28 Jan 2020
Emma Hodcroft, Biozentrum, University of Basel, Switzerland
emma.hodcroft(at)unibas.ch
In order to provide context and background to the 2019 novel Coronavirus (nCoV-2019), we have prepared a Nextstrain/augur/auspice pipeline which automates full-genome, human-focused builds of Betacoronavirus 1, Human coronavirus 229E, and SARS-CoV, using data from ViPR.
Analyses
Betacoronavirus 1
The phylogenetic analysis of the Betacoronavirus 1 sequences is filtered to human and chimpanzee infections, and thus contains only Human coronavirus OC43 sequences.
HCoV-OC43 is distributed worldwide, considered a ‘seasonal’ coronavirus, and is one of the viruses responsible for the common cold.
Sequences date from between 1997 and 2019 and cover 9 countries, and the estimated mutation rate is between 2-3 x10-4 subs/site/yr.
The build can be viewed live here:
A fairly rough tanglegram comparing the first ~20,000bp to the last ~10,000bp can be viewed here:
229E
Human coronavirus 229E can be found in animals, including camels and bats, but the phylogenetic analysis here is filtered to only human samples.
Like HCoV-OC43, HCoV-229E is distributed worldwide and responsible for the common cold.
Sequences date from 1993 to 2019 and cover 5 countries, with an estimated mutation rate of 2-3 x10-4 subs/site/yr.

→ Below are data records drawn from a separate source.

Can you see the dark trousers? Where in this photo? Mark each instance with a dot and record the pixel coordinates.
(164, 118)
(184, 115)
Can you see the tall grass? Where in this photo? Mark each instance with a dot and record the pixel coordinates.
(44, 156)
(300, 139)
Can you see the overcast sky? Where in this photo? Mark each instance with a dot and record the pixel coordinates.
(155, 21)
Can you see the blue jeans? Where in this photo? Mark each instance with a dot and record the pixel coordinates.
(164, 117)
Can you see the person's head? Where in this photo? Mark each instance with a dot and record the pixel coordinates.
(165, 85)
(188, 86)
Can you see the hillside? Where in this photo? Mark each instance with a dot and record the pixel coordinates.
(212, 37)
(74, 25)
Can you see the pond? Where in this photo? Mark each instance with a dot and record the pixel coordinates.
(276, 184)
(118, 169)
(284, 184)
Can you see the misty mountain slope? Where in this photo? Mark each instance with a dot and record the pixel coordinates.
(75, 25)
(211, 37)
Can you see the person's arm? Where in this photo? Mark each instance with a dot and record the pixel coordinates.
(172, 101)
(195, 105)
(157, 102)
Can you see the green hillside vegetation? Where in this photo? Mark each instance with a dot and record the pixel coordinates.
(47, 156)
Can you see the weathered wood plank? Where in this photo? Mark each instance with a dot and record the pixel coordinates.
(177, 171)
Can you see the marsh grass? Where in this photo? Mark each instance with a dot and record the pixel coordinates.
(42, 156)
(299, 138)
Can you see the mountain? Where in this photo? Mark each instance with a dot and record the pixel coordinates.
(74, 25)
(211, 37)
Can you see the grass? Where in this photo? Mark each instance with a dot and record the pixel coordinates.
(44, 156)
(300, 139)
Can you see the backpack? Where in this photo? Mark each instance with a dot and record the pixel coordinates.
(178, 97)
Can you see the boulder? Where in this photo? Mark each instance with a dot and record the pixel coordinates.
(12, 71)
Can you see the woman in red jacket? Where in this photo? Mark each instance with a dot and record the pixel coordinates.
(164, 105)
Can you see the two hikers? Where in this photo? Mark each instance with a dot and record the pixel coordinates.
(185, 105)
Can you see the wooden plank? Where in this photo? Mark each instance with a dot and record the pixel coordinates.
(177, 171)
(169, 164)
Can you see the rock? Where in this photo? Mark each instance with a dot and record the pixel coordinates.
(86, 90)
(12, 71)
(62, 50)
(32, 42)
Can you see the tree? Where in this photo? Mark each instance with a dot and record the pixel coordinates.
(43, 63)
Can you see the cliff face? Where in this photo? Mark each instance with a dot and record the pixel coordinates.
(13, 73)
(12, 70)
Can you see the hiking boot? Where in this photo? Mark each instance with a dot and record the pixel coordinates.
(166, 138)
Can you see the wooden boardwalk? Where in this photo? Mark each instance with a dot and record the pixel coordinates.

The build can be viewed live here:
A fairly rough tanglegram comparing the first ~20,000bp to the last ~10,000bp can be viewed here:
SARS
The Severe acute respiratory syndrome-related coronavirus phylogenetic analysis was filtered to exclude samples from bats, as these are more divergent*. The majority of the remaining samples are from palm civets and humans.
*nCoV-2019 sits among these bat samples.
SARS-CoV was responsible for an outbreak of severe respiratory illness in Asia in 2002-2003 (with secondary cases worldwide). There have been no cases of SARS in humans since 2004.
Sequences range from 2002-2004 in 6 countries, with a mutation rate estimated at ~3.6 x10-4 subs/site/yr.
The build can be viewed live here:
About the builds
All code and data, plus information about how to run the builds, plus the assumptions made for each run and some details on filtering and exclusions, can be found at github.com/nextstrain/cov.
The builds are filtered to be human-focused, and can be easily updated if/when new sequences are available on ViPR, by automatic detection of which sequences are new since the last run. Only these will be downloaded from Genbank and aligned.